Australian Press Council
 

Adjudication No. 1190 (March 2003)

The Australian Press Council has upheld a complaint against The Daily Telegraph brought by Dr James Goodman about a page one article on events leading up to the World Trade Organisation protests last year.

Dr Goodman said that the newspaper breached Council principles when it printed the headline, Guess where the people who protest like this are holding their next training session ... IN YOUR HOUSE, when it reasonably knew the headline to be false. He also said that the headline distorted the facts.

The article was written about a forum on civil disobedience that was being held in the NSW State Parliament and organised by Dr Goodman. It followed criticism of the event by the NSW Police Minister who was expecting widespread confrontations at the WTO event. The complainant is an academic at the University of Technology, Sydney, who researches social responses to globalisation and international activism. He said that the headline misrepresented the forum by portraying it as a training session for violent protest, whereas it was focussed on non-violent civil disobedience.

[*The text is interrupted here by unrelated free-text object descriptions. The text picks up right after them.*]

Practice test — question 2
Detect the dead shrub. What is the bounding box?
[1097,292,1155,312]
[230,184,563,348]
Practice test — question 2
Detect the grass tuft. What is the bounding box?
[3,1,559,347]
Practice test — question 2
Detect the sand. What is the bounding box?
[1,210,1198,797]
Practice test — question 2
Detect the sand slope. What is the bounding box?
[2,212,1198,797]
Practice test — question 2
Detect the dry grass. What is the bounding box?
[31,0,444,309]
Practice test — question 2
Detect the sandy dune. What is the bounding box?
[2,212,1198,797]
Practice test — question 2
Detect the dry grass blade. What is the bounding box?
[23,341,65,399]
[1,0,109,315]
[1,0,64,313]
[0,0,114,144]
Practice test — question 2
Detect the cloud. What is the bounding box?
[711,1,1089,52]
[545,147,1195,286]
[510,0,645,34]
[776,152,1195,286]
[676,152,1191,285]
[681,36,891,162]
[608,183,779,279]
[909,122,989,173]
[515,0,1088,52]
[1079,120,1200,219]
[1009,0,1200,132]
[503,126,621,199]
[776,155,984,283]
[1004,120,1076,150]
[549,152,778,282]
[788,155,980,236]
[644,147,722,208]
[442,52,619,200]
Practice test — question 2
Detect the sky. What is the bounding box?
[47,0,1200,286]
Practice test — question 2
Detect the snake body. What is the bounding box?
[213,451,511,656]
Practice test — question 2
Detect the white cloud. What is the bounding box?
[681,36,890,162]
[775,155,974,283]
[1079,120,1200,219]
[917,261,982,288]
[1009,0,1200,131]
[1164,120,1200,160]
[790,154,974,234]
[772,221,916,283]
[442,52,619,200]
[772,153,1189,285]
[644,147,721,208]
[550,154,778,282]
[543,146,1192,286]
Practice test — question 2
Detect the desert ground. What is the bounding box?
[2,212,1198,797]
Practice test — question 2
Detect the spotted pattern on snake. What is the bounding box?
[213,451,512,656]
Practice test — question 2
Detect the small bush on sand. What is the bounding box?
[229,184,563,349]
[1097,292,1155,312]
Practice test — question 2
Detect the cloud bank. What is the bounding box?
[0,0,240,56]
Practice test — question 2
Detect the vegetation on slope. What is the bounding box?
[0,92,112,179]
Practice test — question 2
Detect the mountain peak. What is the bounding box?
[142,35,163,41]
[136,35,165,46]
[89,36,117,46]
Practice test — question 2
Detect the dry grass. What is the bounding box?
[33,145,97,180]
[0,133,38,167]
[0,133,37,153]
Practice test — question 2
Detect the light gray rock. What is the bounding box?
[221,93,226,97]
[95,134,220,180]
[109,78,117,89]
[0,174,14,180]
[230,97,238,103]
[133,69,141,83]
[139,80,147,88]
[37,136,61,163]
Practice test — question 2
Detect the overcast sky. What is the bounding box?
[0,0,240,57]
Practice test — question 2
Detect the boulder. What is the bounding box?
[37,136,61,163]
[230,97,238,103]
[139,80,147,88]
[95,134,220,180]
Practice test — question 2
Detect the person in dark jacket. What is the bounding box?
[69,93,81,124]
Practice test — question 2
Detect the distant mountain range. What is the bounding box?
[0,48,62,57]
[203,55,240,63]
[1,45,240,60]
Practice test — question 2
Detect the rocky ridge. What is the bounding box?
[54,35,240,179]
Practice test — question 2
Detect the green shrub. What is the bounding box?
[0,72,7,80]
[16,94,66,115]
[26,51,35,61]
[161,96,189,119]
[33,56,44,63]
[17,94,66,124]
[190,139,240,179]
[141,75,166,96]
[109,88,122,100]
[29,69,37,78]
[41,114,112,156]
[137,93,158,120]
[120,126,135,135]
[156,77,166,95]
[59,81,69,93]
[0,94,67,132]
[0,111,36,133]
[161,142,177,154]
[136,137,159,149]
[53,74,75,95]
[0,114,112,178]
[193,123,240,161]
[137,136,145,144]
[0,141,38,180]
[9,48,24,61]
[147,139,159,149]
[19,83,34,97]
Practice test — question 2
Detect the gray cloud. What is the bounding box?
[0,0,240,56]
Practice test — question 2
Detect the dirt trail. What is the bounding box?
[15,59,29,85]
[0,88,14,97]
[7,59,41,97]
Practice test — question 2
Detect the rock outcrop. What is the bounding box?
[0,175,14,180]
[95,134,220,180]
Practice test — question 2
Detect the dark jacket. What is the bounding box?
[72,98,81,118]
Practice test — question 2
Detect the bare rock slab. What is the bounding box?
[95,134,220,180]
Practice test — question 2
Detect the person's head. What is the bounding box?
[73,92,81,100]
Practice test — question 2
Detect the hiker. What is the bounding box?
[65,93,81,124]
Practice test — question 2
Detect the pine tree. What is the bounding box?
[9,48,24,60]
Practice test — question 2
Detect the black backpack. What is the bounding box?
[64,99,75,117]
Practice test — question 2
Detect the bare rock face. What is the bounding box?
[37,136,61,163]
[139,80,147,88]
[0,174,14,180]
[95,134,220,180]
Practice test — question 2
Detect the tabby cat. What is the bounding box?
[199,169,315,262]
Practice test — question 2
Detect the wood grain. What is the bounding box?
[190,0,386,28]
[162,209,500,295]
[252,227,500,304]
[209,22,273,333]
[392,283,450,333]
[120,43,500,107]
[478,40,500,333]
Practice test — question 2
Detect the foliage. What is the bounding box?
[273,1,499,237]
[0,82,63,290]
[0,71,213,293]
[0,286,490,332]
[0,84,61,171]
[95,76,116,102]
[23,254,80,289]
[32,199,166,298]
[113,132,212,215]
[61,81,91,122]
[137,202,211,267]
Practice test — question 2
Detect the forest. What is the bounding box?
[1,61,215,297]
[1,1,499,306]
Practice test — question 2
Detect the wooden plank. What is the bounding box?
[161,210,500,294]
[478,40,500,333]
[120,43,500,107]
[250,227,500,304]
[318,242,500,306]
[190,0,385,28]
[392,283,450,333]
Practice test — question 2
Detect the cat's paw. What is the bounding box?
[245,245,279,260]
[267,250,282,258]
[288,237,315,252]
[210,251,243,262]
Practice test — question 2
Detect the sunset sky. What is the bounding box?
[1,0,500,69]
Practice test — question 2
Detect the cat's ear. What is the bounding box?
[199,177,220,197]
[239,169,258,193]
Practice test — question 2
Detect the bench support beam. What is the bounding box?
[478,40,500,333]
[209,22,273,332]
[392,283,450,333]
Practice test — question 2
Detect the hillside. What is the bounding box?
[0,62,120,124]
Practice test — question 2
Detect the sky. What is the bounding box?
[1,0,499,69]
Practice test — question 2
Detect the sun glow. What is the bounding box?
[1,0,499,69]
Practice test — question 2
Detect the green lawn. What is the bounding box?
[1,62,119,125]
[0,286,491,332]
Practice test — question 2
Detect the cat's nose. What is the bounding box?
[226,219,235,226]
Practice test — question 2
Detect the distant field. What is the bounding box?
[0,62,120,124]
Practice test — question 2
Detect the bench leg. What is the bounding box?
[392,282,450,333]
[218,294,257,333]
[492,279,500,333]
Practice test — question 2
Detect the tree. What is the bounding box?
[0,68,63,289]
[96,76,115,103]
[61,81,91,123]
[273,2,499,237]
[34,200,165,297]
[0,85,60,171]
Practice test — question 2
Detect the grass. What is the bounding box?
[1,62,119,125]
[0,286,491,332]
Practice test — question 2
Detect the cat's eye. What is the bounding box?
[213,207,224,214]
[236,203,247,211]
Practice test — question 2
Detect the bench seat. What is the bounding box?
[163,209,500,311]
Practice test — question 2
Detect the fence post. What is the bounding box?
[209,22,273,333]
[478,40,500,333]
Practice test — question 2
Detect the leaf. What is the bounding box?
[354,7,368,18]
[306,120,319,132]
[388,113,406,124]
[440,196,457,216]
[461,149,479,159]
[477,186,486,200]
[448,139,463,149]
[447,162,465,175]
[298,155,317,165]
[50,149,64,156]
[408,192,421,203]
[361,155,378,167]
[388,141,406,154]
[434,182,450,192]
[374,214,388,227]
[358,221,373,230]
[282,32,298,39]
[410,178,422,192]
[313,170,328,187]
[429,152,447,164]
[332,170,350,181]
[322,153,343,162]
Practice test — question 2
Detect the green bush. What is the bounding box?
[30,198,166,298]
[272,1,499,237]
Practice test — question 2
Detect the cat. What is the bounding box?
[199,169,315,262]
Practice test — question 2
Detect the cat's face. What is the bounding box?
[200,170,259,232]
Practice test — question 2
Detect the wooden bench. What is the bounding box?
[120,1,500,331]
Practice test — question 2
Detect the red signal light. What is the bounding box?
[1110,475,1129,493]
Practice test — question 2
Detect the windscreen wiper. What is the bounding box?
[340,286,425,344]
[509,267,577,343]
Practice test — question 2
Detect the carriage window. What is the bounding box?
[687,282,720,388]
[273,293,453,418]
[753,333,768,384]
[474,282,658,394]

The Daily Telegraph responded that it was entitled to publish material that was balanced and fair to those represented.

The Council accepts that the article itself reflected different views about the forum. However, the combined impact of the headline, a photograph that showed protestors and mounted police at an earlier demonstration in Sydney, a boxed summary of a "recent history of unrest" that focussed on violent protest and the article's introduction which mentioned "violent demonstrations" was contrary to that balance. The effect was to distort the facts reported in the article.

Note: An appeal lodged by The Daily Telegraph was considered by the Council on 1 May. The Council dismissed the appeal.